In India, Yusuf and Irfan Pathan, two of the country’s biggest cricket stars, have joined the WASH United initiative to tackle India’s massive sanitation crisis with this call to action “600 million Indian men, women and children are forced to the indignity of defecating on railroad tracks, roadside ditches and other open places in and around their communities every day. In our view, it is simply unacceptable that a country that has given the world so much to love, a country that inspires the world in so many areas – our country – is leading the world in children dying from preventable diarrhea due to a lack of toilets. The ICC cricket World Cup this year showed what we can achieve together as a nation. We won the World Cup. Now, as a nation, let us become Sanitation World Champions!”

The WASH United Club

The fact that role models like Haile, Asamoah, Yusuf, and Irfan are now speaking out openly about sanitation and hygiene makes a big difference, particularly with regard to getting the issue in the media. WASH United Country Coordinator in Kenya, Kerubo Okioga, for instance, has been working in water, sanitation, and human rights for close to 10 years and always had to chase the journalists. Now with WASH United, the media are coming to her to get the stories.

While star ambassadors are one key element in WASH United’s strategy to make sanitation more attractive, they are of course not the only one. Other key ingredients of our recipe are strictly positive and inspirational messaging, as well as the use of exciting educational games that allow people to experience the importance of sanitation in an interactive fashion rather than being passive recipients of information.

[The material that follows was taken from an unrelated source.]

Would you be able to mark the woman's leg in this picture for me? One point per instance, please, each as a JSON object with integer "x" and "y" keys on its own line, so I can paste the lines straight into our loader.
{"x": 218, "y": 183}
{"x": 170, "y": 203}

Finally, there is WASH United’s overarching club concept. Children who complete the WASH United training are admitted to the WASH United Club, thereby teaming up with their biggest heroes. But they also commit to adhering to the club rules: washing hands with soap at critical times, using toilets when available and keeping them safe and clean. Dennis Wanyoike, aged 11, from Jehovah Jireh Primary School in Nairobi told us what joining the WASH United Club meant to him. “I remember the day I became a member of WASH United and will never forget it,” Dennis said. “I decided to put the poster of Drogba in my room to remind me of my commitment to WASH United values. I believe we all have the right to safe water for drinking and sanitation regardless, of our background.”

Time for toilet talk

In order to really tackle the current crisis in sanitation, we first need to get talking about the issue. Openly and frankly. And that goes for both developed and developing countries. On World Toilet Day, you can be a champion for sanitation, too. Take the initiative to talk sh*t with three other people, forward them some interesting information, or just discuss what you have read today.

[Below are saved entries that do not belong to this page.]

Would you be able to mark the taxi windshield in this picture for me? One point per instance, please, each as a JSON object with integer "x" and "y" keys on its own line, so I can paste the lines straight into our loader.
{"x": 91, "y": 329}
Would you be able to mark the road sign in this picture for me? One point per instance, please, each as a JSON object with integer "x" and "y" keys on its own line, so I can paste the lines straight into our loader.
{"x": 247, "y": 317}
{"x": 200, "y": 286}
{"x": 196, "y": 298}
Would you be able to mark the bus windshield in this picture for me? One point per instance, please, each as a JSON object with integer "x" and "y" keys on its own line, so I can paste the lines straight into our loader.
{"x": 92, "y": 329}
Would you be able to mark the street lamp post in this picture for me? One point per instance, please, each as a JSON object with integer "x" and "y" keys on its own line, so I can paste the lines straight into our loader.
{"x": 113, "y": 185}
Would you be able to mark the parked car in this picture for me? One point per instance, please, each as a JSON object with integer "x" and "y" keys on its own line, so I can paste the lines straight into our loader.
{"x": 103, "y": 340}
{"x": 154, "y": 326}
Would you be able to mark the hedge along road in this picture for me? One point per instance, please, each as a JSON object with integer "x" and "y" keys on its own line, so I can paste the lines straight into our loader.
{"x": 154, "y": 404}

It’s high time for toilet-talk!

About WASH United:

Started in 2010, WASH United is a unique coalition of international and African civil society organizations, United Nations agencies, governments and leading actors from the world of sport. Together, this coalition harnesses the positive power of sport, fun and interactive games to promote safe drinking WAter, Sanitation and Hygiene (WASH) for all people, everywhere. Thus far, more than 25 million people have been reached through WASH United events and media campaigns, more than 30.000 children have joined the WASH United Club, committing to practicing good WASH behavior. In 2012-2013, WASH United will be working in a project with the Bill & Melinda Gates Foundation and Deutsche Gesellschaft für Internationale Zusammenarbeit (GIZ) to scale-up WASH United’s work in Ethiopia, Kenya, Lesotho and Uganda and to initiate a cricket-based campaign in India.